Bikepacking from the Blue Mountains to the Central Coast

Words & Photos: @jaselynch
Illustration by @leeleebefrank

6 minutes

This Blue Mountains to the Central Coast route is a mid-effort, two-night bikepacking weekender that starts, and ends, within a 2-hour train ride from Sydney. Beginning in Bell, the route follows some luscious gravel roads through Mount Irvine, Mountain Lagoon, the Convict Trail (Old Great North Rd), finishing at Ourimbah, on the Central Coast. 

This route is very adaptable (see footnotes) and thus can be adjusted to suit both new and experienced bikepackers; plus contains only a few brief moments where you may need to push your bike.

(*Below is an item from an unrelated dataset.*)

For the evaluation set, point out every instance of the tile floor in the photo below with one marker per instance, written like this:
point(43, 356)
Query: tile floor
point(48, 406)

Disclaimer – this route crosses the Bowens Creek Rd bridge which was destroyed in the December 2019 bushfires. Until the local council restores the bridge, they’ve advised that you can either hike-a-bike across the creek, or stay on Bells Line of Rd through to Bilpin to avoid this section entirely (this detour removes approx. 12km of gravel)

Beginning in Bell

Rolling out of the train station at Bell, the first half of day one includes a whopping 2,000vm of descending. The initial 25km is spent on the tarmac; taking Bells Line of Rd, then via Mount Wilson into Mt Irvine Rd. 

Given our late(ish) start, we stopped for an early packed lunch amongst the warbling magpies at a little picnic area at the 14km mark on our way into Mount Wilson. Back on the road for another 10km, we arrived at Mount Irvine where the road transitions immediately into a lush gravel surface, protected by a national park gate, keeping the cars at bay. The road is ours! 

The descent down Bowens Creek Rd is glorious, starting as a wide fire trail, but slowly converging into super fun (and occasionally technical) single track, traversing the ridge-line with beautiful views across Wollemi National Park (and a very pointless fence giving a false sense of security from the very steep drop).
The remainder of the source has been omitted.